Scientific classification
- Kingdom: Animalia
- Phylum: Chordata
- Class: Amphibia
- Order: Anura
- Family: Phyllomedusidae
- Genus: Callimedusa
- Species: C. baltea
- Binomial name: Callimedusa baltea (Duellman and Toft, 1979)
- Synonyms: Phyllomedusa baltea Duellman and Toft, 1979;

= Callimedusa baltea =

- Authority: (Duellman and Toft, 1979)
- Conservation status: EN
- Synonyms: Phyllomedusa baltea Duellman and Toft, 1979

Species of frog

Callimedusa baltea is a species of frog in the subfamily Phyllomedusinae. It is endemic to the western slope of the Serrania de Sira, Department of Huánuco, Peru. Common name purple-sided leaf frog has been proposed for it. The specific name baltea is Latin for "border" and refers to the salmon line that separates the dorsal and ventral colors of this frog.

==Description==
The type series consists of three specimens: an adult female (the holotype), an adult male, and a juvenile. The adult specimens measure, respectively, 64 and 45 mm in snout–vent length. The head is as wide as the body. The snout is truncate. The parotoid gland is rounded. The tympanum is partly covered by the diffuse supratympanic fold. The fingers bear large discs but no webbing is present. The toes bear somewhat smaller discs than the fingers and are similarly unwebbed. The dorsum is lime green while the ventrum is purple but has some white spots. The flanks are purple, with a continuous salmon-colored stripe separating the purple coloration from the dorsal green. The iris is greenish gray.

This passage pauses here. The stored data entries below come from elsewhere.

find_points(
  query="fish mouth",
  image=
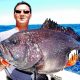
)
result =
(6, 54)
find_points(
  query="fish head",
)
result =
(20, 51)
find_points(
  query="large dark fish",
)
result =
(43, 50)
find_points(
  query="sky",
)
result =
(60, 11)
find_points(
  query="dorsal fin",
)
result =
(52, 25)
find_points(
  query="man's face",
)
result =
(22, 13)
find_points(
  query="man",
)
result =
(22, 15)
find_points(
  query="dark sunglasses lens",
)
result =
(26, 12)
(17, 11)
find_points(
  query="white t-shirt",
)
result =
(11, 70)
(6, 34)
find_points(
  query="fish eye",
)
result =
(14, 41)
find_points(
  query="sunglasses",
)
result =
(24, 11)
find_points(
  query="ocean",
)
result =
(76, 27)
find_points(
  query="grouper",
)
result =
(42, 50)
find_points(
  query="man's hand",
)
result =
(3, 64)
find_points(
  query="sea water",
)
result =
(76, 27)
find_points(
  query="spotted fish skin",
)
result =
(47, 50)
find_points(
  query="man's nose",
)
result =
(22, 12)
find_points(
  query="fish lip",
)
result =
(6, 53)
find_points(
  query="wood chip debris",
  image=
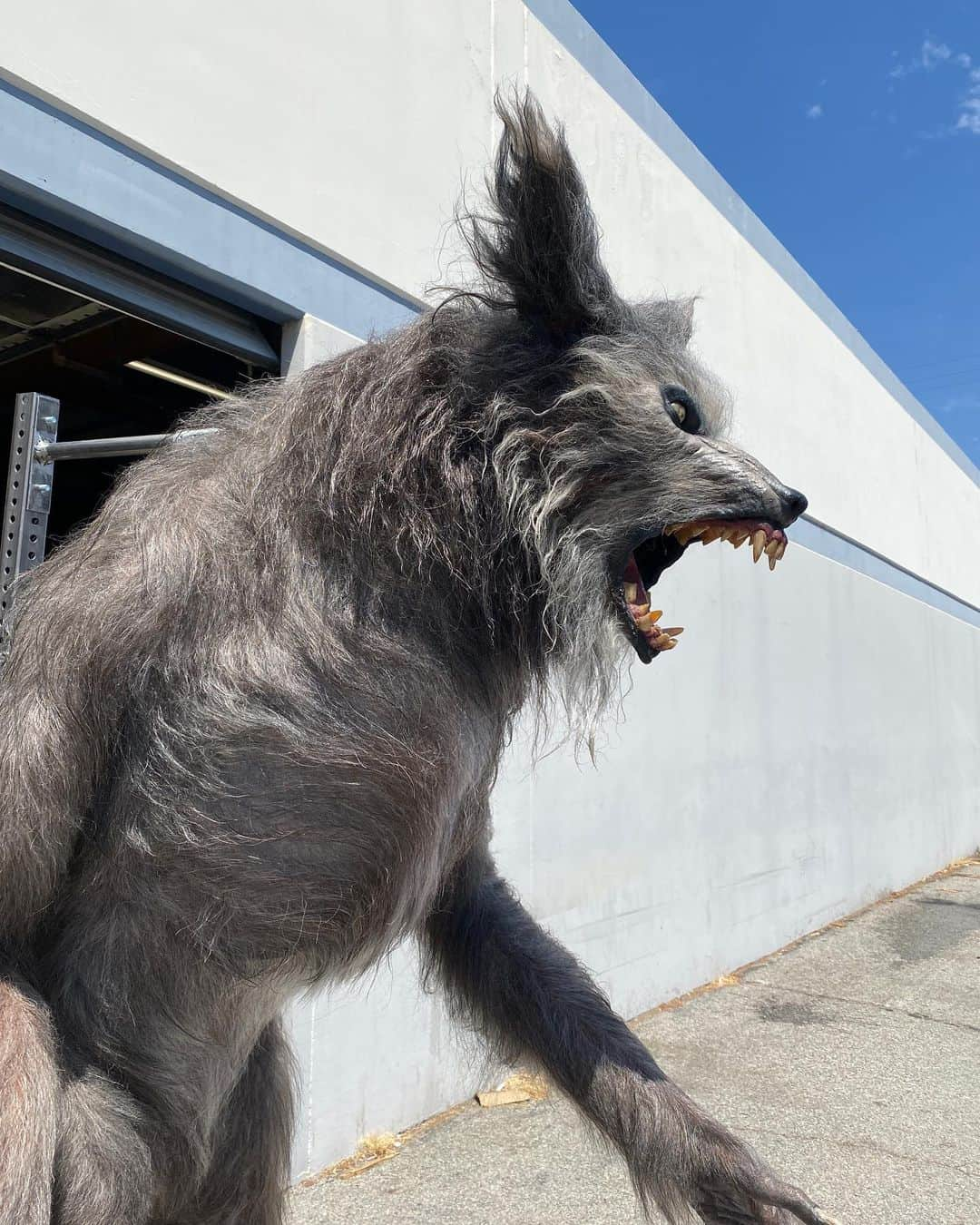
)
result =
(520, 1087)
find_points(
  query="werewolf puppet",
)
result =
(252, 713)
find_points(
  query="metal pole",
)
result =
(45, 451)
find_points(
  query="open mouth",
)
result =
(652, 555)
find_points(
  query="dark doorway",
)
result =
(113, 373)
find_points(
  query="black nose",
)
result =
(794, 504)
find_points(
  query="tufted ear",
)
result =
(538, 250)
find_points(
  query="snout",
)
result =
(791, 504)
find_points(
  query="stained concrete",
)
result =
(851, 1063)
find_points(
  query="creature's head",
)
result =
(603, 429)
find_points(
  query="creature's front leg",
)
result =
(533, 1000)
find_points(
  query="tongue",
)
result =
(631, 574)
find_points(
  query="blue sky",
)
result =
(853, 130)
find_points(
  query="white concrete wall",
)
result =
(814, 741)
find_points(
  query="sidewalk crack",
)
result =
(867, 1004)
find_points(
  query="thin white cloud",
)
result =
(934, 53)
(931, 55)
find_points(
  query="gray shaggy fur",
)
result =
(254, 710)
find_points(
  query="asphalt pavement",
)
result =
(850, 1063)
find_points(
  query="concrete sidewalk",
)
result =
(851, 1063)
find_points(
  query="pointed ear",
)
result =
(538, 250)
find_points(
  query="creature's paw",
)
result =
(702, 1168)
(762, 1200)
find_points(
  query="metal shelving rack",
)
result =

==Habitat and conservation==
Callimedusa baltea inhabits low cloud forest at elevations of 1280–1500 m above sea level. Adult frogs have been found at night on vegetation by a pond. The tadpoles develop in temporary ponds. It is not a common species although it was recorded by surveys in both 2013 and 2014 at rate of about one individual per person hour. Outside the two sites where this species is known to occur, it is threatened by habitat loss. It is present in the El Sira Communal Reserve.

Scientists name logging, mining, coca farming, subsistence farming, and cattle farming as threats to this frog's habitat, possibly even within the El Sira Comunal Reserve. In other areas where the frog is known, the ground is too steep for logging or mining to be practical.